Das stille Lächeln im Gesicht des Inspektors verfliegt. Auf einmal hat Kollund ein trockenes, nüchternes Beamtengesicht. „Wir haben Grund, ihm diesmal zu trauen, Nörholm. Ole Mortensen hofft, noch einmal am Zuchthaus vorbeizukommen. Daher sein bereitwilliges Geständnis. Er weiß, daß unser Bericht ausschlaggebend dafür sein wird, ob der Richter sich überhaupt überlegt, wie weit er noch einmal Gnade walten und auf eine Gefängnisstrafe erkennen soll. Mortensen wird uns bestimmt nicht verärgern wollen, indem er uns belügt und falsche Geständnisse auftischt.“

„Allerdings, Herr Kollund. Wenn man’s so nimmt ...“

„Geben Sie das neue Material an Oberwachtmeister Helmers. Er kann mal zum Vestergefängnis rausfahren und den Frandsen dort vornehmen. Unnötig, daß wir ihn deshalb noch mal hierher transportieren lassen.“

„Jawohl, Herr Kollund.

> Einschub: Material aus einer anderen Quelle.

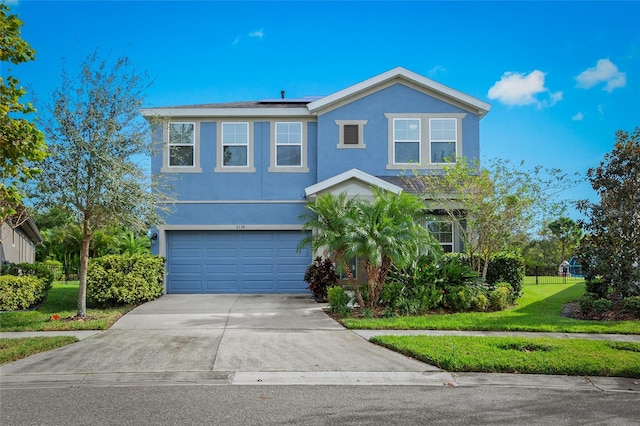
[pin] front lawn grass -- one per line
(574, 357)
(538, 310)
(61, 301)
(22, 347)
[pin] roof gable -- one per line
(401, 75)
(355, 174)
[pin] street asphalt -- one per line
(254, 340)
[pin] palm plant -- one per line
(380, 233)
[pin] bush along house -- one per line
(244, 172)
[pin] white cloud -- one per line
(606, 72)
(521, 89)
(256, 34)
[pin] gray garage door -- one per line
(236, 262)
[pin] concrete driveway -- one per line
(217, 337)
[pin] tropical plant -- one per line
(611, 249)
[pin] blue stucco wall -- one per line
(397, 98)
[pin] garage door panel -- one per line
(236, 261)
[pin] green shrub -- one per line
(338, 300)
(508, 268)
(35, 269)
(586, 302)
(597, 286)
(601, 306)
(479, 302)
(119, 280)
(631, 305)
(20, 292)
(320, 275)
(457, 298)
(501, 297)
(56, 267)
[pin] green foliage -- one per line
(501, 297)
(493, 206)
(597, 286)
(611, 248)
(118, 280)
(458, 298)
(631, 305)
(568, 232)
(380, 233)
(338, 301)
(37, 269)
(21, 143)
(320, 275)
(20, 292)
(56, 268)
(509, 268)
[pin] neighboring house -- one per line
(245, 171)
(18, 243)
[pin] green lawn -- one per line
(14, 349)
(575, 357)
(61, 301)
(538, 310)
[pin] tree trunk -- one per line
(84, 264)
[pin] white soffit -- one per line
(399, 72)
(351, 174)
(224, 112)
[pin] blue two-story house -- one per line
(244, 172)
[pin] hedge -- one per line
(20, 292)
(119, 280)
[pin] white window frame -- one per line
(249, 144)
(413, 141)
(167, 167)
(433, 140)
(341, 125)
(273, 148)
(425, 146)
(288, 144)
(453, 234)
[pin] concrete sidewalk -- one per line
(254, 340)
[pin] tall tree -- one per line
(611, 248)
(21, 143)
(492, 206)
(567, 231)
(96, 139)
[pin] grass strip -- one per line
(575, 357)
(18, 348)
(61, 301)
(538, 309)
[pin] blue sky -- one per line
(561, 77)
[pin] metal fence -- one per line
(569, 274)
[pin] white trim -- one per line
(236, 202)
(224, 112)
(482, 108)
(351, 174)
(231, 227)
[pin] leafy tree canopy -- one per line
(21, 143)
(611, 248)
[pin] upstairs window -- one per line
(181, 144)
(406, 140)
(351, 133)
(442, 231)
(235, 144)
(288, 144)
(443, 139)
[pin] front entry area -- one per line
(236, 262)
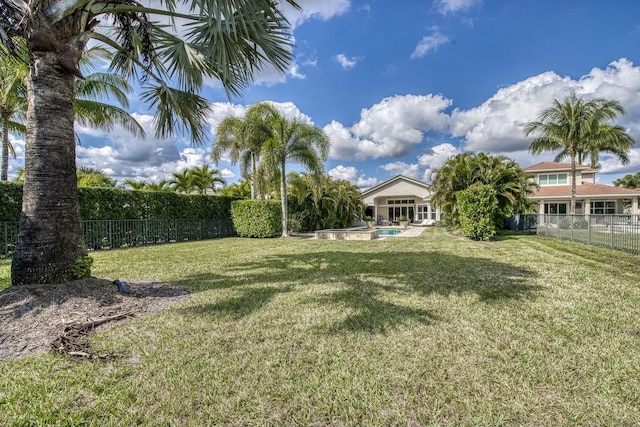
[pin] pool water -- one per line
(384, 231)
(389, 231)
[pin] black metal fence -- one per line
(620, 232)
(120, 234)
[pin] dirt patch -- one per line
(39, 318)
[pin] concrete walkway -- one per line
(410, 232)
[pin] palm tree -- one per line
(13, 105)
(88, 110)
(511, 182)
(628, 181)
(292, 140)
(228, 39)
(578, 128)
(243, 139)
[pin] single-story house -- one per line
(554, 195)
(400, 196)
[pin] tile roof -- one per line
(584, 190)
(550, 166)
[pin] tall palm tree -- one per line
(89, 111)
(13, 105)
(243, 139)
(628, 181)
(292, 140)
(203, 179)
(227, 39)
(511, 182)
(579, 127)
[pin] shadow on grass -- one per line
(379, 290)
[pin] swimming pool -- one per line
(384, 231)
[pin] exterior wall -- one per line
(399, 189)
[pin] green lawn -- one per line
(428, 330)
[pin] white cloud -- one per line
(453, 6)
(434, 158)
(350, 173)
(429, 44)
(346, 63)
(497, 125)
(402, 168)
(390, 128)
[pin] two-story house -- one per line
(554, 195)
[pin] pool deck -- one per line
(363, 235)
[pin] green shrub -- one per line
(581, 223)
(118, 203)
(564, 223)
(477, 207)
(257, 218)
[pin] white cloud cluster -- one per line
(390, 128)
(454, 6)
(345, 62)
(350, 173)
(429, 44)
(497, 125)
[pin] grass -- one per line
(429, 330)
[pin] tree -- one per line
(291, 140)
(628, 181)
(238, 190)
(228, 40)
(511, 182)
(89, 111)
(243, 139)
(91, 177)
(180, 182)
(13, 105)
(319, 202)
(579, 128)
(203, 179)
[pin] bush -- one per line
(564, 223)
(257, 218)
(477, 211)
(581, 223)
(118, 203)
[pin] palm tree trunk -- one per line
(572, 210)
(4, 175)
(253, 176)
(283, 200)
(50, 240)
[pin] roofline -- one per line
(395, 178)
(556, 168)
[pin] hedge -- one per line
(257, 218)
(118, 203)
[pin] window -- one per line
(603, 208)
(423, 212)
(553, 179)
(555, 208)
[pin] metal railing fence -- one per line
(120, 234)
(620, 232)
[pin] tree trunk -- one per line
(252, 178)
(572, 211)
(283, 200)
(50, 240)
(4, 175)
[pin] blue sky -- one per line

Ich bin überhaupt gegen die ewigen Transporte. Unterwegs im Gefangenenwagen finden die Burschen immer wieder Gelegenheit, miteinander zu sprechen oder zu kassibern. Die Vernehmungen könnten ebensogut samt und sonders draußen in der Strafanstalt stattfinden.“

„Ganz Ihrer Meinung. Ich werde bei Gelegenheit mal mit dem Chef darüber reden.“ Kollund hat die Bogen mit dem Geständnis Ole Mortensens durchgesehen, mit einer kurzen handschriftlichen Bemerkung versehen und zusammengepackt. „So, das wäre für den Augenblick wohl alles. Oder haben Sie sonst noch was, Nörholm?“

„Nein. Höchstens wäre ... Haben Sie heute schon die ‚Politiken‘ gelesen, Herr Kollund?“

„Noch nicht.“ Der Inspektor langt nach der Zeitung, die druckfrisch und zusammengefaltet auf dem Tisch liegt. ‚Steht denn was Besonderes drin?“

„Hier, Herr Kollund.“

Inspektor Kollund liest die Stelle, die ihm der Assistent weist, zieht erst ein wenig die Brauen hoch und kneift dann ärgerlich die Lippen zusammen. Auch in Nörholms Gesicht steht schwer verhaltene Entrüstung.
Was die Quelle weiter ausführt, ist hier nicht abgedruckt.